Avant de contacter les créanciers et les autres personnes à qui des sommes sont dues, il faut penser à sa situation à court ou à long terme — sera-t-il possible de gérer les paiements différés lorsqu’ils arriveront à échéance? Peut-être faudrait-il réfléchir aux paiements qui pourraient ne pas avoir de sens.
Dans l’ensemble, pour les créanciers, c’est une bonne idée d’essayer de répartir ce qu’il est possible de payer en évitant de se placer dans une situation trop précaire, a-t-il souligné. « Il est préférable que tous les créanciers soient frustrés de façon égale. »
M. Hoyes recommande également d’ouvrir un nouveau compte dans une nouvelle banque, puisque lorsque des sommes d’argent sont dues à l’institution financière où l’argent est conservé, celle-ci peut le retirer directement de ces comptes.
Et bien sûr, il est important de mettre fin aux dépenses non essentielles.
« Je crois que plusieurs d’entre nous seront plus frugaux à l’avenir.

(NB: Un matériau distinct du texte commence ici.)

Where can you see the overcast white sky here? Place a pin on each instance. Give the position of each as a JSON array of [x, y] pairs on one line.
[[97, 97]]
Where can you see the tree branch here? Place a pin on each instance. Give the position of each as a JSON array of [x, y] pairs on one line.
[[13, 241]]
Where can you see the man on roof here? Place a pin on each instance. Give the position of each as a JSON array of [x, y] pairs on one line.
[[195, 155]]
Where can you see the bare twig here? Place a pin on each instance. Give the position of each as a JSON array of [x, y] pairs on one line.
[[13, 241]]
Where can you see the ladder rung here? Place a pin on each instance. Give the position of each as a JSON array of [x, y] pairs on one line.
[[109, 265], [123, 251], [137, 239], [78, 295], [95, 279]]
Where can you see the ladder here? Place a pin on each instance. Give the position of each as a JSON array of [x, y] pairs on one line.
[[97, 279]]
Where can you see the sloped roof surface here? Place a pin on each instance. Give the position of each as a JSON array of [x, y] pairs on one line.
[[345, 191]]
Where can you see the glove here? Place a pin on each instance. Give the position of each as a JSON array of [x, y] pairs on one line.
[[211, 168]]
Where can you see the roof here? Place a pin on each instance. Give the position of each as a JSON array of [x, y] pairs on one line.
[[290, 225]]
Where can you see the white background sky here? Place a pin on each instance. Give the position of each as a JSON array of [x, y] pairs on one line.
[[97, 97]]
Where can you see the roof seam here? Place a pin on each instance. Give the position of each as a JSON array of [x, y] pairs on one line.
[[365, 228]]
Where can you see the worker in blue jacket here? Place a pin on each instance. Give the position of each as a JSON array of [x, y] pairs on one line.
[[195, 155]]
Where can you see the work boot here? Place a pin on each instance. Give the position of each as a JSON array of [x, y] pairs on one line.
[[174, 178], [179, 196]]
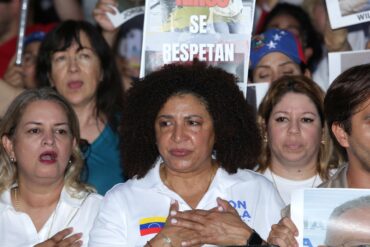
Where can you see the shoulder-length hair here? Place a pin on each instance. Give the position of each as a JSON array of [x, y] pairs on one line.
[[9, 124], [237, 139], [345, 97], [109, 94], [277, 90]]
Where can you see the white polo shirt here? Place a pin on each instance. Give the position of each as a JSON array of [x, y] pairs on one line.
[[18, 230], [133, 212]]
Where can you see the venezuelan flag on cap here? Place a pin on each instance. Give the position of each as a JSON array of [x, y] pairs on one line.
[[151, 225]]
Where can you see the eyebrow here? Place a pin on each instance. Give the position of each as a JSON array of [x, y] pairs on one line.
[[39, 123], [306, 112], [286, 63], [171, 116]]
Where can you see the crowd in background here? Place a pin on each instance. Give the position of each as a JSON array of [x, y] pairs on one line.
[[117, 127]]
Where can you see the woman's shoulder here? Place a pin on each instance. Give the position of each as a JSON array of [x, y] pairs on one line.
[[247, 176]]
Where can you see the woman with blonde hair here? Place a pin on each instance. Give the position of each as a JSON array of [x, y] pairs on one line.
[[296, 149], [41, 195]]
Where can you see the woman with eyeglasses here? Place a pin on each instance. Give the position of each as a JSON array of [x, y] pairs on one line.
[[76, 60]]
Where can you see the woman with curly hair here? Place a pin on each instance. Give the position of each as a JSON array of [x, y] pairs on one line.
[[41, 195], [189, 138]]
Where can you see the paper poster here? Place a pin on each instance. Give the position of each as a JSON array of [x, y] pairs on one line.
[[341, 61], [347, 12], [332, 217], [215, 31]]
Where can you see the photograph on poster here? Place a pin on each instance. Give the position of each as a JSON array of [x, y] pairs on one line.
[[223, 16], [332, 217], [341, 61], [217, 32], [348, 12]]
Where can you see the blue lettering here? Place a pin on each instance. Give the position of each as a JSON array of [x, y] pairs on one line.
[[363, 16], [232, 203], [242, 204], [307, 242], [246, 214]]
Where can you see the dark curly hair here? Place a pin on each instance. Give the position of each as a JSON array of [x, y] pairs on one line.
[[109, 94], [237, 137]]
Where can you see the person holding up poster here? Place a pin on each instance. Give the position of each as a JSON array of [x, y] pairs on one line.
[[228, 19], [275, 53], [347, 110], [189, 137], [348, 224], [297, 147]]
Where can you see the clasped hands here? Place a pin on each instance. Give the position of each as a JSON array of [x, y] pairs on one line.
[[221, 225]]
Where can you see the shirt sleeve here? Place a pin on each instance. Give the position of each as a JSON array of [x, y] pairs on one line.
[[110, 227]]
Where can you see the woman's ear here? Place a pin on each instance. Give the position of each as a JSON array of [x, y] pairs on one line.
[[340, 134], [51, 80], [307, 73], [8, 145]]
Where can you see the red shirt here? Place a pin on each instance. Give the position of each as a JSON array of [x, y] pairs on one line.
[[7, 49]]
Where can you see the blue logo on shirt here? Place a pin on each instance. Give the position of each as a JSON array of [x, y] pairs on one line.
[[241, 207]]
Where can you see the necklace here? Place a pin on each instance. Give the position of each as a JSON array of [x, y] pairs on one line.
[[277, 189], [17, 207]]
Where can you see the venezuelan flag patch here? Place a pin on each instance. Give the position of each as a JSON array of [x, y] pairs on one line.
[[151, 225]]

Nous serons plus susceptibles de cuisiner à la maison et, vous savez, trouver des moyens de nous divertir qui ne coûtent pas autant d’argent », a-t-il estimé.
Se méfier des emprunts
Bien que le stress financier soit immédiat, il y a un peu de répit quant aux conséquences puisque les évictions, les dépôts de bilan et les tribunaux sont en grande partie suspendus.
Cela signifie que les personnes aux prises avec de graves problèmes n’ont pas encore à se soucier du dépôt de propositions de créancier ou de la faillite, mais qu’elles doivent commencer à réfléchir à des options ou à en parler à des experts si elles se sentent coincées.

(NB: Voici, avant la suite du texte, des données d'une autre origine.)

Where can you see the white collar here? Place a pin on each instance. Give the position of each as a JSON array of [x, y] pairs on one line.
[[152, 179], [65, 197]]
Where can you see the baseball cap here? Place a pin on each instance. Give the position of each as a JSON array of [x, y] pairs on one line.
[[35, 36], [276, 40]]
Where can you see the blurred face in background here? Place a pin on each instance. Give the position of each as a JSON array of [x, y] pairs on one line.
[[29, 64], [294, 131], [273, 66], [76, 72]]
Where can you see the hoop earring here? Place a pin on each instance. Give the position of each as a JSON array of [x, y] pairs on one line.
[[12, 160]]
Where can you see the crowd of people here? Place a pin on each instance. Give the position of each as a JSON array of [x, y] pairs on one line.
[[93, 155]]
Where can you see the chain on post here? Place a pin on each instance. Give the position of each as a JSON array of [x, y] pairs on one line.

Comme les effets économiques de l’épidémie ne sont pas encore clairs, il est également important pour ceux qui n’ont pas encore été touchés financièrement de se préparer, a observé Michelle Pommells, chef de la direction de Conseil en crédit du Canada.
« Pour les personnes chanceuses dont l’emploi n’a pas été directement affecté par la COVID-19, mais qui ont un problème d’endettement, ce serait le moment de développer une stratégie pour s’occuper de cela. »
Mme Pommells recommande de se méfier de la tentation des taux d’intérêt bas et des emprunts, particulièrement en l’absence d’un plan financier pour sortir de l’endettement. Au final, les prêts sur salaire entraîneront plus de maux de tête.
Adopter une vision à plus long terme est un défi, en particulier lorsque plusieurs se trouvent déjà dans une situation financière aussi fragile, mais réfléchir en vue d’une période de plusieurs mois peut entraîner des résultats très différents, a ajouté Mme Pommells.
« Je sais que c’est très difficile à faire quand on s’en sort, en quelque sorte, d’un mois à l’autre (…), mais il faut prendre du recul autant que possible et penser un peu plus à long terme parce que les décisions prises à court terme auront une incidence sur l’évolution de la situation dans six mois. »
Dans l’ensemble, il est important de garder à l’esprit qu’on détient un certain contrôle et qu’on peut faire certains choix sur la voie à suivre et qu’on n’est pas contraint de prendre certaines décisions, a souligné M. Hoyes.